La polypose adénomateuse familiale (PAF) est un syndrome autosomique dominant causé par une mutation germinale du « gène de la polypose adénomateuse », localisé en 5q21 (prévalence de 1/8 000 environ). La maladie se caractérise par le développement de centaines de polypes colo-rectaux pendant l'adolescence. Un cancer colo-rectal se développe chez pratiquement tous les sujets atteints au cours de la sixième décennie de la vie si une colectomie prophylactique n'a pas été réalisée.
En 1983, des régressions de polypes ont été décrites après la prise d'un AINS, le sulindac, dans des cas de PAF. Ce qui fut confirmé par des études randomisées sur le sulindac, puis sur le célécoxib (inhibiteur de la cyclooxygénase-2).
La possibilité de prévention de l'apparition des polypes en utilisant le sulindac a été ensuite naturellement évoquée. Ce qui a conduit F.M. Giardiello et coll. (Rochester et Amsterdam) a réaliser une étude randomisée, en double aveugle contre placebo pour le savoir.
Une endoscopie colique normale
Quarante et un sujets âgés de 8 à 25 ans, faisant partie de familles touchées par la maladie ont été inclus.

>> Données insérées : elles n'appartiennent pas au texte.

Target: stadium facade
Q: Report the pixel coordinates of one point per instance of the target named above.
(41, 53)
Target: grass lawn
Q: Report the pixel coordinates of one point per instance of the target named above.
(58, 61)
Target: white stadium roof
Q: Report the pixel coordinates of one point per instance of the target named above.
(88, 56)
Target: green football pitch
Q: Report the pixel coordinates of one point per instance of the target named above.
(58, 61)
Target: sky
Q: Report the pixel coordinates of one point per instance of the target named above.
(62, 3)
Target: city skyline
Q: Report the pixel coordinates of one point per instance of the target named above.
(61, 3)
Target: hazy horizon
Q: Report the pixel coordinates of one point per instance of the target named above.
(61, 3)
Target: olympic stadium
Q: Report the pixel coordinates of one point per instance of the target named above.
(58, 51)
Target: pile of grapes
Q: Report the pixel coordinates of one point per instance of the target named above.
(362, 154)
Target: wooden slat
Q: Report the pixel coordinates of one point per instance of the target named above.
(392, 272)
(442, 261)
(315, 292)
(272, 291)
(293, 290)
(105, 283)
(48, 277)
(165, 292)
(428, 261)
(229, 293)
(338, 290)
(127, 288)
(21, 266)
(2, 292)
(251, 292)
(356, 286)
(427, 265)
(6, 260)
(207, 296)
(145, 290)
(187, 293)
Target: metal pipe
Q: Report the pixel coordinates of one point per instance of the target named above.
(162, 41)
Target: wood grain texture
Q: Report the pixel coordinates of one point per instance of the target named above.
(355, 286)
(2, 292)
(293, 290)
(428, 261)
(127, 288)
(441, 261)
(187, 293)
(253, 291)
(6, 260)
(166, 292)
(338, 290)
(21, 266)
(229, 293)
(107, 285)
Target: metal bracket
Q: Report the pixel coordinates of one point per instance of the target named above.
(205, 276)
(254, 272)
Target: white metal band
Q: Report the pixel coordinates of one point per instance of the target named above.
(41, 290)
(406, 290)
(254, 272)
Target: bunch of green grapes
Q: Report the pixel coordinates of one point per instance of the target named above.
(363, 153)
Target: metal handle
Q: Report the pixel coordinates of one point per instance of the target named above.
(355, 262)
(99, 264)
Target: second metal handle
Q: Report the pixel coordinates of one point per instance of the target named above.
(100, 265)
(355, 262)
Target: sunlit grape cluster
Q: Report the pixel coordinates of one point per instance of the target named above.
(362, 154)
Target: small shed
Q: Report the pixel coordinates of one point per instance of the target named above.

Les sujets devaient avoir une confirmation génétique du diagnostic, mais être dépourvus d'atteinte phénotypique, c'est-à-dire avoir une endoscopie colique normale. Ils ont reçu du sulindac par voie orale, à raison de 75 ou 150 mg deux fois par jour, ou bien un placebo. Le traitement a duré quarante-huit mois.
On a évalué le nombre et la taille des nouveaux adénomes et on a recherché les effets secondaires attribuables au traitement tous les quatre mois. Les auteurs se sont aussi attachés à mesurer les taux de prostaglandines tissulaires au niveau de la muqueuse colo-rectale. Ce qui représente un moyen d'évaluation des effets locaux de l'AINS.

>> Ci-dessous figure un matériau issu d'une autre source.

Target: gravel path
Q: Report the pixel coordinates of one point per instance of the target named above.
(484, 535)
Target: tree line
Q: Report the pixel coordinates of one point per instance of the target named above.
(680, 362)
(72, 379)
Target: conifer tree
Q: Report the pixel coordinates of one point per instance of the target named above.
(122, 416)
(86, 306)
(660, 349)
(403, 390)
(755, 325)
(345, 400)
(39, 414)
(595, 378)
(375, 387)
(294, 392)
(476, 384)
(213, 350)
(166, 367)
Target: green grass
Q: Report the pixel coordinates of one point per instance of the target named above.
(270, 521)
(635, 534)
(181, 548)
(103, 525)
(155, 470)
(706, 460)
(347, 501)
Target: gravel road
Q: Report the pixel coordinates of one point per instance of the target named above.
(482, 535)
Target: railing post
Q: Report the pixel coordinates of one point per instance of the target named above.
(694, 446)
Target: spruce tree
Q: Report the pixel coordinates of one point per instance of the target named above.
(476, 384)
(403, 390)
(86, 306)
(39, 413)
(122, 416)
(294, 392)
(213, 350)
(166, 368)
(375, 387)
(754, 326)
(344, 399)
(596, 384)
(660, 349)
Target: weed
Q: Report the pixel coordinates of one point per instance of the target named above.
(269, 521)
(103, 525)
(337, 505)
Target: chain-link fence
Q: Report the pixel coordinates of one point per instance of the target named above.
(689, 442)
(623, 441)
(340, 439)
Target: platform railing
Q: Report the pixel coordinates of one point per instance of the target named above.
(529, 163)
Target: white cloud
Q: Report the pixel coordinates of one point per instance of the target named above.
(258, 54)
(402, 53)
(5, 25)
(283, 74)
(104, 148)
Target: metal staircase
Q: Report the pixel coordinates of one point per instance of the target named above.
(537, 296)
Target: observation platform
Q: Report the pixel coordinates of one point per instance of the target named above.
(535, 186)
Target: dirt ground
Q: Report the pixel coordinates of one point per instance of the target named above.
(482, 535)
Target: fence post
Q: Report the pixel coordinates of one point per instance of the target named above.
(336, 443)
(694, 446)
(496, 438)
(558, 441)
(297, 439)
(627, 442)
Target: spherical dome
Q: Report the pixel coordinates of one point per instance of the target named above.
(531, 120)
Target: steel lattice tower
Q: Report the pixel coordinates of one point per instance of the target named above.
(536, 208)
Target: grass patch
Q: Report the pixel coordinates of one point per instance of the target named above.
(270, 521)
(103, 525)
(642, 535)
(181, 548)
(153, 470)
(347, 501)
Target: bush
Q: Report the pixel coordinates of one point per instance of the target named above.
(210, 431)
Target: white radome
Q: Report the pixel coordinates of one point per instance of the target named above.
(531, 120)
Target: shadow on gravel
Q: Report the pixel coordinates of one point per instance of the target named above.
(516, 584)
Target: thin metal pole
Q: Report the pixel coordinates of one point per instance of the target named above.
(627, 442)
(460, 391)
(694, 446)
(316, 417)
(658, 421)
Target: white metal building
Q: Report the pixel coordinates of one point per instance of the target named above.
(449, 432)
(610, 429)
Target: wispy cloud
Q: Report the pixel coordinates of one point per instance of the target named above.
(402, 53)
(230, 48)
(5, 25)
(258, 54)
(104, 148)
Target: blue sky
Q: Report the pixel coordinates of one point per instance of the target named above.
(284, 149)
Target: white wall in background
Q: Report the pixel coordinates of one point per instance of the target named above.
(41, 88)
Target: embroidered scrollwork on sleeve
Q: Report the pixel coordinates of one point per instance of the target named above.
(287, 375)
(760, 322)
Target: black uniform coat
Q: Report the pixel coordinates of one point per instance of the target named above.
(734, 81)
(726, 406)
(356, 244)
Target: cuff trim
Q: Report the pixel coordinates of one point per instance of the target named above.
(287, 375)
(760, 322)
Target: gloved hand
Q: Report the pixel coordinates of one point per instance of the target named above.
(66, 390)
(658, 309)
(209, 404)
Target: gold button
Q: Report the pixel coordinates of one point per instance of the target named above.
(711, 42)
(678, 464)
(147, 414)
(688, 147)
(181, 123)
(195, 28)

Les résultats de l'étude sont donc négatifs et l'AINS ne peut, en l'état de ce que l'on sait, être utilisé comme prévention des polypes dans la PAF. Si les taux muqueux de prostaglandines ont été de fait inférieurs dans le groupe prenant l'AINS, les différences en nombre et en taille des polypes qui se sont développées au cours de l'étude ne sont pas significatives entre le groupe placebo et le groupe traité : 55 % et 43 % respectivement. Et on n'a pu mettre en évidence de ralentissement de l'évolution des polypes.
Pourquoi cette approche a-t-elle échoué et quelles conclusions tirer de l'étude, s'interroge-t-on dans un éditorial ?

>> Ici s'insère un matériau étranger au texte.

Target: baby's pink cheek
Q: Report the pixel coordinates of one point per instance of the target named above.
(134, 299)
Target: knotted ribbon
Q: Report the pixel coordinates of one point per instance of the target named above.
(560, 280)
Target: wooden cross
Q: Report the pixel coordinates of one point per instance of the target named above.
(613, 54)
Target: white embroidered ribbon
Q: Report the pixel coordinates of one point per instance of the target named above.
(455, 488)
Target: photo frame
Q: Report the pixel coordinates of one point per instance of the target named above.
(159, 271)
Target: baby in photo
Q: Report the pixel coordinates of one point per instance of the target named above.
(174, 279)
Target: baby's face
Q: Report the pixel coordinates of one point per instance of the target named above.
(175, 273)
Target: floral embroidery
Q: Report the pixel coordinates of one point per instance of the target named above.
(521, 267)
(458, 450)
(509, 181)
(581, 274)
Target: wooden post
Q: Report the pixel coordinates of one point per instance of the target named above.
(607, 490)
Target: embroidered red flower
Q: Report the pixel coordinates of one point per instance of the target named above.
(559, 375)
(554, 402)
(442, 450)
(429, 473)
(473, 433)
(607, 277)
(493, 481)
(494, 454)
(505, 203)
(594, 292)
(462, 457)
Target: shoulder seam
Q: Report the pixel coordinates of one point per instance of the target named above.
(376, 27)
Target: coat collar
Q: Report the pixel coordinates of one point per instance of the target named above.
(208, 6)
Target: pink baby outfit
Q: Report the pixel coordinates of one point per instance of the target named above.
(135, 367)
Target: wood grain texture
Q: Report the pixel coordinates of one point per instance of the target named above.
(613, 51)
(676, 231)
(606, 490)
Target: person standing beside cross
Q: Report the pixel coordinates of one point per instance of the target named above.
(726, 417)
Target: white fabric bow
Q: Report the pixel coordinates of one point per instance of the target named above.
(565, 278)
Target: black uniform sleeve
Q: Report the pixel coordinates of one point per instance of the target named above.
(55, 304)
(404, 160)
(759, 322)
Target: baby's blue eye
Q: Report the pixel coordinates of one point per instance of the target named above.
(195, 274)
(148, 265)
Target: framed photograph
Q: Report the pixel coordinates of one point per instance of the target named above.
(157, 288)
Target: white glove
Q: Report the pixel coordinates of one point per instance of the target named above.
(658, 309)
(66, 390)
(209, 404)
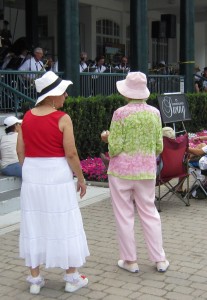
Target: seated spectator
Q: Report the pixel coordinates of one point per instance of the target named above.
(10, 165)
(99, 65)
(123, 66)
(83, 59)
(13, 60)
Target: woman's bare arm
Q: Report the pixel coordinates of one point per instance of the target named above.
(71, 154)
(20, 147)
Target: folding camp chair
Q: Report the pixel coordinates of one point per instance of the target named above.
(200, 178)
(173, 163)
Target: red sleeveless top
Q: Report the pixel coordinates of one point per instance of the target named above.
(42, 136)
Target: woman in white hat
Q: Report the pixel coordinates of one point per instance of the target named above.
(135, 139)
(51, 230)
(9, 162)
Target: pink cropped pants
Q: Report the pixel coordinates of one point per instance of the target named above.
(143, 192)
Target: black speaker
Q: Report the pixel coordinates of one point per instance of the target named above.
(170, 25)
(158, 30)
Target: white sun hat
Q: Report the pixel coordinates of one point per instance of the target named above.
(50, 85)
(134, 86)
(10, 121)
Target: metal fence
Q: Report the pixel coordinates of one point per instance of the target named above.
(91, 84)
(105, 84)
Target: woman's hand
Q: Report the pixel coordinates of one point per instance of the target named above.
(104, 136)
(81, 186)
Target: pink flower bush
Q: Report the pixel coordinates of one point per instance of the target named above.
(94, 169)
(192, 143)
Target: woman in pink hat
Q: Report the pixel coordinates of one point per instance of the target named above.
(135, 139)
(51, 231)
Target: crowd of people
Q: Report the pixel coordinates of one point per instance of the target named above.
(51, 231)
(41, 150)
(100, 65)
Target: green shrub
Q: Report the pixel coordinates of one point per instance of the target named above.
(92, 115)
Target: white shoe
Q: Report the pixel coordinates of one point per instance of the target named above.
(78, 283)
(162, 266)
(133, 268)
(36, 283)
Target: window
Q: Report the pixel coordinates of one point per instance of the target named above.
(107, 32)
(42, 26)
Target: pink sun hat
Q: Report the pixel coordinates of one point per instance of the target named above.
(134, 86)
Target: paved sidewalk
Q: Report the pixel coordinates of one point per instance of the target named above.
(185, 243)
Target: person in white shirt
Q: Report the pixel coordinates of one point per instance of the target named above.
(10, 165)
(34, 63)
(123, 66)
(83, 58)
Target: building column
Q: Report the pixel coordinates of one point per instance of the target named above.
(31, 8)
(68, 43)
(139, 36)
(187, 55)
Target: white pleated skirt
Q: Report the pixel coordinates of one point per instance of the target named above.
(51, 230)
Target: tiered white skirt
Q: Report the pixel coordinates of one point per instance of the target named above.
(51, 231)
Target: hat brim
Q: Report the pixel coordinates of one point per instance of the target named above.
(57, 91)
(131, 93)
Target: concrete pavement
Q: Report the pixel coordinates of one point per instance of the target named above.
(185, 243)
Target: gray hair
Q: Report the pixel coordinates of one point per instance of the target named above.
(38, 49)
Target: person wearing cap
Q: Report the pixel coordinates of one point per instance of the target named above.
(134, 141)
(51, 231)
(10, 165)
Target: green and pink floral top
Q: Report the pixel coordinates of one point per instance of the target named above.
(135, 140)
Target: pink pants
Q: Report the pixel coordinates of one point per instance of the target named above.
(143, 192)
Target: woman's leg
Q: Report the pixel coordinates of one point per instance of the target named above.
(12, 170)
(35, 272)
(123, 208)
(144, 195)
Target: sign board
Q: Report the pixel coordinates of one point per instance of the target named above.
(173, 108)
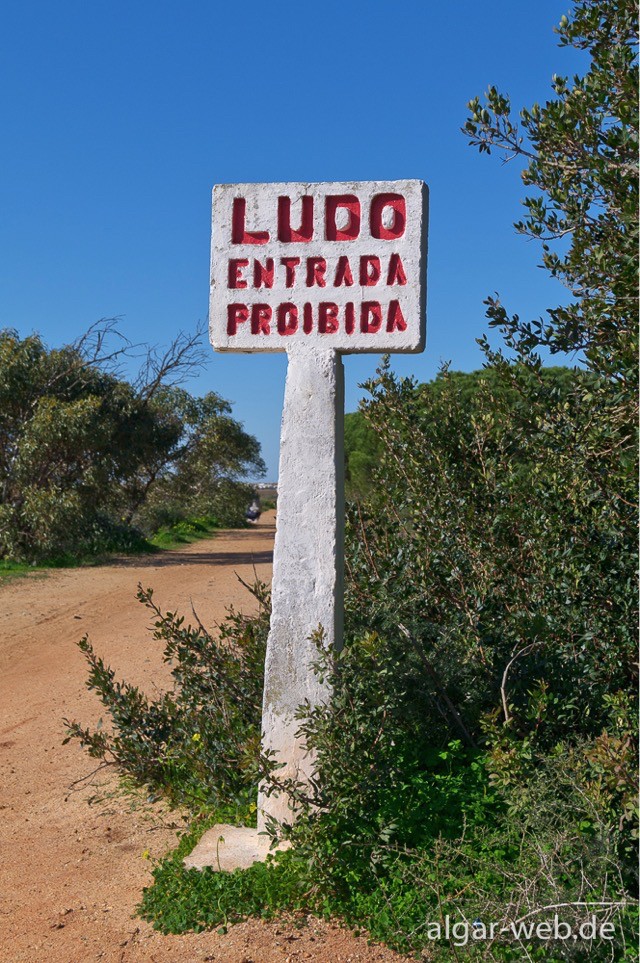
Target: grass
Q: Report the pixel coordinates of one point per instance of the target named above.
(167, 538)
(184, 532)
(189, 900)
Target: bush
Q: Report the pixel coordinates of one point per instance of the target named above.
(197, 744)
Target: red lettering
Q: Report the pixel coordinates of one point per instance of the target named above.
(263, 275)
(260, 318)
(285, 231)
(396, 273)
(235, 272)
(316, 267)
(370, 317)
(287, 319)
(307, 322)
(236, 314)
(398, 205)
(369, 270)
(349, 317)
(239, 235)
(348, 202)
(327, 317)
(343, 272)
(395, 318)
(290, 264)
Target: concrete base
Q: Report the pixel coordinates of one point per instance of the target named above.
(225, 848)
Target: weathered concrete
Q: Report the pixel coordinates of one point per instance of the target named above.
(333, 264)
(225, 848)
(308, 556)
(317, 270)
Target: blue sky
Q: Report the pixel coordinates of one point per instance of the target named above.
(118, 118)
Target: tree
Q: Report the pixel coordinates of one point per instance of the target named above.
(81, 448)
(582, 154)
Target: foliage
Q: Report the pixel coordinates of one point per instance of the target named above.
(582, 153)
(198, 743)
(361, 454)
(87, 459)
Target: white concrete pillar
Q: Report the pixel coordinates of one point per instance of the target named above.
(308, 555)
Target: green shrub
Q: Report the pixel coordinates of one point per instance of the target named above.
(197, 744)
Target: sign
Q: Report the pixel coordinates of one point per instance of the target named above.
(316, 270)
(339, 265)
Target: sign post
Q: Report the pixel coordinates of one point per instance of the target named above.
(316, 270)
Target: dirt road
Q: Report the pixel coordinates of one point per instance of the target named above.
(72, 869)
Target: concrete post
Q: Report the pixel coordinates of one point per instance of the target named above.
(308, 556)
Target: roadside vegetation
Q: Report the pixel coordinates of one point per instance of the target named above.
(478, 760)
(92, 463)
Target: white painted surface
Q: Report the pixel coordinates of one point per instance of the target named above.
(396, 298)
(290, 270)
(308, 555)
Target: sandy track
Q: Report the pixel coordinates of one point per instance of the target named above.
(72, 870)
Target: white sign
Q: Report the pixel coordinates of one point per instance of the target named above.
(316, 270)
(340, 265)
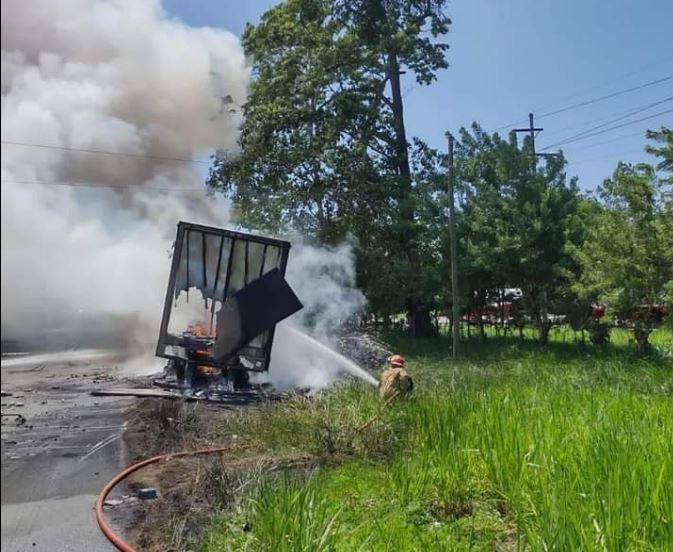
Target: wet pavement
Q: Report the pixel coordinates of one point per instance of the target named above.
(60, 445)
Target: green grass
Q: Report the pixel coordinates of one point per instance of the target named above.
(514, 447)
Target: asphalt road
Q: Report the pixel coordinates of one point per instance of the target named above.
(56, 461)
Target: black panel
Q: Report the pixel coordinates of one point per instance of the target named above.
(257, 307)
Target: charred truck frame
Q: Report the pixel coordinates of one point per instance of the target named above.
(242, 275)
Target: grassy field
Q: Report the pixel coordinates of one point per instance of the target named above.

Le gène APC est un gène suppresseur de tumeur. La protéine tronquée, libérée lorsque le gène est muté, ne peut plus assurer la régulation de la prolifération, de la migration, de la différenciation et de l'apoptose des cellules épithéliales. Les mutations de la protéine APC concernant aussi 50 % des patients ayant une polypose adénomateuse sporadique et 80 % de ceux présentant un cancer colique.
Une résistance au produit
Etant donné le long développement de la maladie cancéreuse, sur plus d'une décennie, une chimioprophylaxie efficace doit être appliquée pendant un temps très long.
Une étude avec le sulindac a montré l'apparition d'une résistance au produit, que l'on a attribué à une diminution de l'expression de la cyclooxygénase-2 ou à une mutation du gène K-ras. « Un tel mécanisme de résistance peut expliquer le résultats décevant de Giardiello et coll. », expliquent les éditorialistes, « en dépit de la suppression des prostaglandines muqueuses, y compris la prostaglandine E2, dont on a démontré l'effet carcinogène sur les cellules du cancer colo-rectal. » Le rôle des AINS (comme l'aspirine) et des inhibiteurs de la cyclooxygénase-2, actuellement en cours d'étude dans la PAF sur des effectifs plus importants (par exemple, 1 000 sujets pour évaluer deux dosages d'asprine), n'est pas exclu dans la prévention primaire ou le traitement du cancer colo-rectal.
« New England Journal of Medicine », vol. 346 , n° 14, 4 avril 2002, pp. 1054-1058 et éditorial pp. 1085-1087.